Sull’aggettivo “conveniente” si sono formate tutte le campagne legate alle operazioni promozionali di prezzo. Eppure anche per le campagne di breve respiro, volte a creare velocemente un picco di acquisti, se all’accezione di convenienza economica si legasse quella del significato originale di adeguatezza si otterrebbero effetti più incisivi. Nelle promozioni di prezzo, per non sminuire il prodotto e la marca che lo firma e per non far sentire l’acquirente “povero”, il concetto originale di convenienza potrebbe essere svolto nella comunicazione usando il registro ludico, a volte con un filo d’ironia, ribaltando il luogo comune dello sconto “salvagente” per la crisi, facendone invece un segnalatore un po’ snob di diverso life style. Peccato che le operazioni di prezzo siano accompagnate solo da uno strillo segnaletico del taglio di prezzo e il tutto incrementi nel consumatore il senso della propria inadeguatezza al prezzo pieno.

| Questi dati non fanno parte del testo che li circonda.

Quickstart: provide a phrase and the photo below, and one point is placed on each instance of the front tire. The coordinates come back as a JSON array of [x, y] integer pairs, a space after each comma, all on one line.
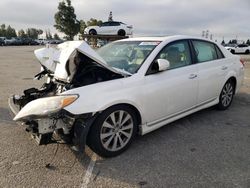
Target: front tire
[[113, 131], [226, 95], [121, 32]]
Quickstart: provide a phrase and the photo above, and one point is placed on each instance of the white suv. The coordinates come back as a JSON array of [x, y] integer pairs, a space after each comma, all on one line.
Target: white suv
[[110, 28]]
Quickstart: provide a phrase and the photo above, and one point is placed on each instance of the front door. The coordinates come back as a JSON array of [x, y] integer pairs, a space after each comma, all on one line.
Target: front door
[[173, 91]]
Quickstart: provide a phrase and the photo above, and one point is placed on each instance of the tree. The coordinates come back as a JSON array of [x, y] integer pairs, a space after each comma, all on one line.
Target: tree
[[82, 27], [21, 33], [110, 19], [56, 37], [33, 33], [248, 42], [2, 30], [223, 43], [48, 35], [10, 32], [66, 21], [93, 22]]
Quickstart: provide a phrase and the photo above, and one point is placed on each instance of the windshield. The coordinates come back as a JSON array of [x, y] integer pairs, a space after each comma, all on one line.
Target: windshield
[[127, 55]]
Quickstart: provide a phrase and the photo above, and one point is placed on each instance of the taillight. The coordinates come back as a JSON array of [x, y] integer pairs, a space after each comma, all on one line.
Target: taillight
[[242, 62]]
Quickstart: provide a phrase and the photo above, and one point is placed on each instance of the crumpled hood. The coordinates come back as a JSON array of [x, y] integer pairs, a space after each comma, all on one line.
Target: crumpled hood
[[55, 58]]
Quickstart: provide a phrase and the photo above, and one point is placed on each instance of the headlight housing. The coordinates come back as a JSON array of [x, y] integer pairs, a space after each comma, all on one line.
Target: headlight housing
[[44, 106]]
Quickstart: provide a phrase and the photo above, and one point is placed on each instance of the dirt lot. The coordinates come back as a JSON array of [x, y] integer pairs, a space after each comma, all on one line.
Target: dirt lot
[[207, 149]]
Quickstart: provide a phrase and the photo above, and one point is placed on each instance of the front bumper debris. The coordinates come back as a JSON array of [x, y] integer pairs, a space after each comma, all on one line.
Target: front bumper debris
[[67, 127]]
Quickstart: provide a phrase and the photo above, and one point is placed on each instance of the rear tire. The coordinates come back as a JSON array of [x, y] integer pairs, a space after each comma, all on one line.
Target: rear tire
[[226, 95], [113, 131]]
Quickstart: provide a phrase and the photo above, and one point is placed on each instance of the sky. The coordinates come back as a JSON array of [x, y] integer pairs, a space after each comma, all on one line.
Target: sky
[[223, 18]]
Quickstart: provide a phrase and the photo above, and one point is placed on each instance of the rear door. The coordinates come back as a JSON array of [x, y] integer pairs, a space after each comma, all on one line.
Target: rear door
[[212, 69]]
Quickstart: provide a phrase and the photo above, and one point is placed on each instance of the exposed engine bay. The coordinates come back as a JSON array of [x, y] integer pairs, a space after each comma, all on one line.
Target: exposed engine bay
[[81, 70]]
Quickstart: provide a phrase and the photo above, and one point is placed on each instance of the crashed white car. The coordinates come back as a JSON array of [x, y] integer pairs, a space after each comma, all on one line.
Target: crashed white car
[[127, 87]]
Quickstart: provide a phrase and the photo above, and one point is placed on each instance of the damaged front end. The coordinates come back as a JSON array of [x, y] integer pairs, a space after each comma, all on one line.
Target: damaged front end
[[70, 65]]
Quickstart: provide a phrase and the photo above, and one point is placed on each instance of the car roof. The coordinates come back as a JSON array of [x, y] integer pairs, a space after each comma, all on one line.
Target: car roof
[[165, 38]]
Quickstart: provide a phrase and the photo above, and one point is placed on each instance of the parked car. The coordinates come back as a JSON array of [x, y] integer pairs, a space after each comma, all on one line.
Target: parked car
[[11, 41], [241, 48], [128, 87], [110, 28]]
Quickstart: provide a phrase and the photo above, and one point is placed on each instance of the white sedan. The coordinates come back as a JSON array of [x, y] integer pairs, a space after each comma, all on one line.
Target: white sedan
[[128, 87], [110, 28]]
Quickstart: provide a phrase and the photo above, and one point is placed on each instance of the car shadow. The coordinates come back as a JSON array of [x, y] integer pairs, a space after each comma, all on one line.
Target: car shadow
[[6, 116]]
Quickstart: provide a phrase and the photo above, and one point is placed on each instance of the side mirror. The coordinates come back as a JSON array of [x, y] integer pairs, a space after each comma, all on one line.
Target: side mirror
[[163, 64]]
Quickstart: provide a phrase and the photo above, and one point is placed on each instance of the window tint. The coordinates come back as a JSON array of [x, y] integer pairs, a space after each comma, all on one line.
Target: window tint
[[219, 53], [205, 51], [177, 53]]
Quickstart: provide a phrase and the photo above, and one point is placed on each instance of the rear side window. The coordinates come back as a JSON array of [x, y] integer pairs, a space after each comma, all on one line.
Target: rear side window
[[206, 51], [177, 53]]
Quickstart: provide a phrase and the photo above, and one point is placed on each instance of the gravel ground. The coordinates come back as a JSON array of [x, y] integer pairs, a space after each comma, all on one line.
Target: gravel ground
[[207, 149]]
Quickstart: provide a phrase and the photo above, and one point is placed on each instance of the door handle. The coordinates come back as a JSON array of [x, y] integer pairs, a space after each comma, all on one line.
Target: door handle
[[192, 76], [224, 68]]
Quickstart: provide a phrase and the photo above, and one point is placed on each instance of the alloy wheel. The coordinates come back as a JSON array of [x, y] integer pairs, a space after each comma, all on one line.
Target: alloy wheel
[[117, 130], [227, 94]]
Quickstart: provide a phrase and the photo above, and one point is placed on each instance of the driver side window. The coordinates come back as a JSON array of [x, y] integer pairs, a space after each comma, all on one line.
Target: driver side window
[[177, 53]]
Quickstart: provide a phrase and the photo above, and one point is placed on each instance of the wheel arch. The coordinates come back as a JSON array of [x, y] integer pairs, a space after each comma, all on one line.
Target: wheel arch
[[133, 107]]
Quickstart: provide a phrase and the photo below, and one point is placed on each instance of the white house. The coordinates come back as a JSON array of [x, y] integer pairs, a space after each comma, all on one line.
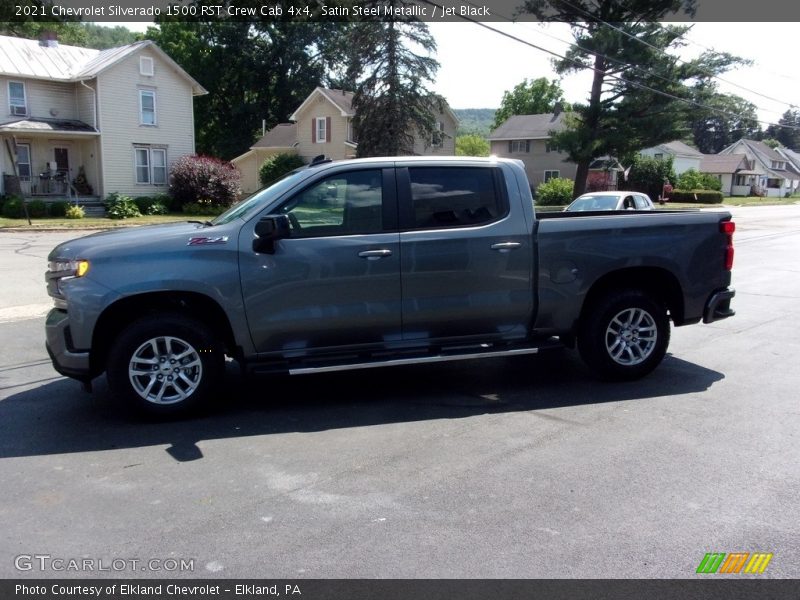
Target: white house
[[774, 173], [118, 117]]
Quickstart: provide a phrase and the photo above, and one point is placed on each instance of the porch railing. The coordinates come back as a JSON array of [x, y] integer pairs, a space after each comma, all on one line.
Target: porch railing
[[44, 185]]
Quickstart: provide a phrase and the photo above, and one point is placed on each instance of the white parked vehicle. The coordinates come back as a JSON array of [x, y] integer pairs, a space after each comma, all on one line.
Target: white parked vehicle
[[611, 201]]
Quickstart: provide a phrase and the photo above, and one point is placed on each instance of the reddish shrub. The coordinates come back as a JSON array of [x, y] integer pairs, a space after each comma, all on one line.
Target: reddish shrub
[[196, 178]]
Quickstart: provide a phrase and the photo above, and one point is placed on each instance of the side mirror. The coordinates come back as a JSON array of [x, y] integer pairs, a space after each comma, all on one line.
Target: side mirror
[[269, 230]]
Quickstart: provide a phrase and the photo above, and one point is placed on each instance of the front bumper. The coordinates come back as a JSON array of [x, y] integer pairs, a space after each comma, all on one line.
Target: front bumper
[[718, 306], [66, 360]]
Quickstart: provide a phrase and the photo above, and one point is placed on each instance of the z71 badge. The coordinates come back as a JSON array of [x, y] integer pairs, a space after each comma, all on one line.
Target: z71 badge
[[202, 241]]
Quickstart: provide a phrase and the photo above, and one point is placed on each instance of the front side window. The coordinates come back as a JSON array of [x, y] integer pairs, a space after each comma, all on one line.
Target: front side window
[[147, 107], [16, 98], [342, 204], [454, 197]]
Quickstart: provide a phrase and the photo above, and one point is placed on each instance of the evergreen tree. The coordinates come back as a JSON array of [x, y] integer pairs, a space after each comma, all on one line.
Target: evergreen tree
[[787, 131], [392, 102], [530, 98], [728, 119], [637, 87]]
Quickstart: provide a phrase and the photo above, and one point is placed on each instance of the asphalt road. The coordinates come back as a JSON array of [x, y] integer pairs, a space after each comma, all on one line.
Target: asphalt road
[[497, 469]]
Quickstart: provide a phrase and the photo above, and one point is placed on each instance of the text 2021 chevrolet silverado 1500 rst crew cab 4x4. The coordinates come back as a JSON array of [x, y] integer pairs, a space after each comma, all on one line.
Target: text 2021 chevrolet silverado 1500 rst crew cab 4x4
[[378, 262]]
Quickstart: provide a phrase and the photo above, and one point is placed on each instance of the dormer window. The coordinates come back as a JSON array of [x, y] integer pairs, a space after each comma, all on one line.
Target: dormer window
[[146, 66], [147, 107], [17, 104]]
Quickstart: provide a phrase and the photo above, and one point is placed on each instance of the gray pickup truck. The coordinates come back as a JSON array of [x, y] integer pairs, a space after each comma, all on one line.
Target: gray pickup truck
[[380, 262]]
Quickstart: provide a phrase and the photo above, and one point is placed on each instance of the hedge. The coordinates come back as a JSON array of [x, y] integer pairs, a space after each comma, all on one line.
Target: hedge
[[699, 196]]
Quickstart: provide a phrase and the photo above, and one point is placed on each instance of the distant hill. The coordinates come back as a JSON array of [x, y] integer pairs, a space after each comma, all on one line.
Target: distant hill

Il termine “vantaggio” è più legato alle loyalty e al sistema premiante che si accumula nel tempo. È più allusivo a una qualche forma di privilegio rispetto agli altri, di prerogativa riservata a sé (soprattutto se comunicato attraverso la loyalty card), di profitto anche in senso materiale perché spesso la promozione assume la forma di un oggetto (più o meno desiderabile e di cui il consumatore riesce a stimare con maggiore o minore precisione il valore monetario effettivo). Molto dipende dal messaggio che la comunicazione crea attorno all’operazione, portando l’acquirente a credere che sta ottenendo solo un tornaconto momentaneo o sta intraprendendo un percorso che crea uno scarto di valore vero.